TUESDAY 11 DEC 2012 11:11 AM

PR INDUSTRY RESPONDS TO LEVESON

Parliament, newspapers, industry leaders and the nation are in disagreement about the direction to be pursued following the Leveson Inquiry’s recommendations. Newspaper editors, who met last week, supported Lord Justice Leveson’s suggestion to organise a new, independent regulatory body. Parliamentary leaders and the prime minister remain in debate about the extent to which the body will be backed by legislation.

Today, the PRCA issued a statement covering its stance on the Leveson Inquiry’s results. Director-general Francis Ingham’s statement follows a survey of 110 PRCA members. Members favoured either a non-statutory newspaper ombudsman or a strengthened Press Complaints Commission rather than implement a statutory base on an independent regulator. Both the PRCA and the CIPR support a non-statutory regulation of the press in an effort to protect the freedom of the press and the ability of the public relations industry to act freely.
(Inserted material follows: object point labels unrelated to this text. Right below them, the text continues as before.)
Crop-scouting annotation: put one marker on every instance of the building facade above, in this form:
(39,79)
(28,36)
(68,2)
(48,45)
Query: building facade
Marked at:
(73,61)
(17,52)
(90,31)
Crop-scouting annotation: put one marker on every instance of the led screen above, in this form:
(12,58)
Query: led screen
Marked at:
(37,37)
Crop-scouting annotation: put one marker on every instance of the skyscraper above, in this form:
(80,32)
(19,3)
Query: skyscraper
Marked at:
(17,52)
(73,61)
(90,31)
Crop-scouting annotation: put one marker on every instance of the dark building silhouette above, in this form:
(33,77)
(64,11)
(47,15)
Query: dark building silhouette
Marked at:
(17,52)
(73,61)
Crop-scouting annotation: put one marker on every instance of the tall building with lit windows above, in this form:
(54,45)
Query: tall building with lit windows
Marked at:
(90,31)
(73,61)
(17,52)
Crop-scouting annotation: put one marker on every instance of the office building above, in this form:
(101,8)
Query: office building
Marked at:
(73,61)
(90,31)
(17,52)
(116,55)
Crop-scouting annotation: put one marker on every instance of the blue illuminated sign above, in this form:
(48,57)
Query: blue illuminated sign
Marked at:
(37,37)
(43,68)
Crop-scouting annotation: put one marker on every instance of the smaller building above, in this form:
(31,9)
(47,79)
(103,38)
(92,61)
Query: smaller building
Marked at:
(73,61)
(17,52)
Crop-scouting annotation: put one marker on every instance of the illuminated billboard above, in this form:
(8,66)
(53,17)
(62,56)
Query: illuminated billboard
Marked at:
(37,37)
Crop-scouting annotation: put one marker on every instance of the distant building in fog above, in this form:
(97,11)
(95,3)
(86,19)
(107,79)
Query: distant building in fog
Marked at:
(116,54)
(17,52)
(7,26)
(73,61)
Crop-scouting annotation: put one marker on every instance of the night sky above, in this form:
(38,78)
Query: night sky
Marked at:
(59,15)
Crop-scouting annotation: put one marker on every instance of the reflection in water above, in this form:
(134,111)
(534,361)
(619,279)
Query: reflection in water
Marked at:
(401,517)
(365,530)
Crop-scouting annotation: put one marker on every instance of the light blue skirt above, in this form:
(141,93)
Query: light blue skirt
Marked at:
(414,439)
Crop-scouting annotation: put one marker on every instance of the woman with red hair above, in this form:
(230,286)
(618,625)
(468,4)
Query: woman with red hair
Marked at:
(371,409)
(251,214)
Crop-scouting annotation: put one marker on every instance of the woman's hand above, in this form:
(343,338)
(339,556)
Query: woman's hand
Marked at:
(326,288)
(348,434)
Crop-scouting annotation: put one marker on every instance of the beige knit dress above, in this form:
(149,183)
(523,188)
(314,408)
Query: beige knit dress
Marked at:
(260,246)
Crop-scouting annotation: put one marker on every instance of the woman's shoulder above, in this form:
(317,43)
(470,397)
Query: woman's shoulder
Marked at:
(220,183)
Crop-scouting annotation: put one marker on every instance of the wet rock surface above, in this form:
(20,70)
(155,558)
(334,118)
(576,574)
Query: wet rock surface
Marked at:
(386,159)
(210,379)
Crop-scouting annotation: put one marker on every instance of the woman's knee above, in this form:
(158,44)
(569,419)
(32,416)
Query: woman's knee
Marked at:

Ingham says, “A free press holds the PR industry and those that it represents to account, and we believe that the healthiest environment for our industry is one where there is public trust in our communications.”

He also notes that the media’s role as lobbyists to politicians remains problematic. He says any member of the press acting as a lobbyist in must be registered as such.

After Leveson’s announcement of the completed report, the CIPR released a statement similar to Ingham’s. The group calls for a non-statutory body in order to maintain the freedom of the public relations industry and the press.

It said, “The freedom and plurality of the press is fundamental to a thriving democracy, with this independence also being vital to the professional practice of public relations. In order to preserve the fundamental freedom of the press, it is the CIPR’s belief that press regulation should be run by a new, independent, non-statutory body.”